Rock und Pop Musik in Portugal
Man mag meinen, daß Rock und Pop erst nach der
Nelkenrevolution 1974 in Portugal einzogen.
Es gab auch schon vorher durchaus eine eigene Rockszene, die aber immer wieder Probleme mit der Zensur hatte und natürlich meist
nur unter den schwierigsten Bedingungen Konzerte geben oder LPs einspielen konnte.
Einige Künstler (José Afonso, Sérgio Godinho, José Maria Branco und andere) hatten die Möglichkeit, in London oder Paris aufzunehmen.
Über diese Kontakte kam auch die eine oder andere viel versprechende Band in den Genuß eines professionellen Studios. So hörte
beispielsweise 1967 der Repräsentant der Rolling Stones in Paris von den "Sheiks" und bot ihnen einen Vertrag an. Da die Familie eines
der damals noch nicht volljährigen Bandmitglieder nicht einverstanden war, kehrten die Sheiks zurück nach Portugal und verschwanden bald
in der Versenkung. Vielleicht hätten sie sonst schon in den sechziger Jahren den Namen Portugals in der internationalen Musikszene vertreten.

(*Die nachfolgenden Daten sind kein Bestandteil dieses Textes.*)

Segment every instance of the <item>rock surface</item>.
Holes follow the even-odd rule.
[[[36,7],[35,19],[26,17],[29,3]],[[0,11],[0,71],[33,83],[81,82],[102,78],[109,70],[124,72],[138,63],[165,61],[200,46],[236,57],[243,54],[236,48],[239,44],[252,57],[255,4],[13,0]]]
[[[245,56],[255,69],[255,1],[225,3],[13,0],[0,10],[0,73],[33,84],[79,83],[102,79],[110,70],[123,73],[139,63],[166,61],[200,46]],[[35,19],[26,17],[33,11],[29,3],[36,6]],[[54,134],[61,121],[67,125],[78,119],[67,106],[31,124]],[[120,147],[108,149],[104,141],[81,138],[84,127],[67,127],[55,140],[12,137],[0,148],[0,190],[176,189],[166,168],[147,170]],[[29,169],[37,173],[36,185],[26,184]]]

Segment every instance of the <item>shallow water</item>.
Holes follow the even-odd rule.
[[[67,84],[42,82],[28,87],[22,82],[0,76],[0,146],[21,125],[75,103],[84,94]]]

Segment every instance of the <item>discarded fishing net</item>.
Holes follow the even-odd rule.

Heute ist im Ausland am ehesten noch die Jazz-Sängerin Maria Joao oder der Sänger und Gitarrist Rui Veloso bekannt, der überwiegende
Teil der einheimischen Rock- und Popszene hat höchstens einmal den Sprung nach
Spanien geschafft oder spielt Konzerte in
Frankreich, Kanada und USA für die dort lebenden portugiesischen Emigranten, wenige sind auch in
Brasilien populär (Abrunhosa).
Der Boom der "Musica Moderna Portuguesa" setzte Anfang der achtziger Jahre mit der ersten Rock-LP "Ar de Rock" von Rui Veloso ein,
andere Bands wie UHF, Xutos & Pontapés, GNR nahmen kurz danach ebenfalls ihre ersten LPs auf, existieren immer noch und gehören
inzwischen zu den Veteranen der Rockszene.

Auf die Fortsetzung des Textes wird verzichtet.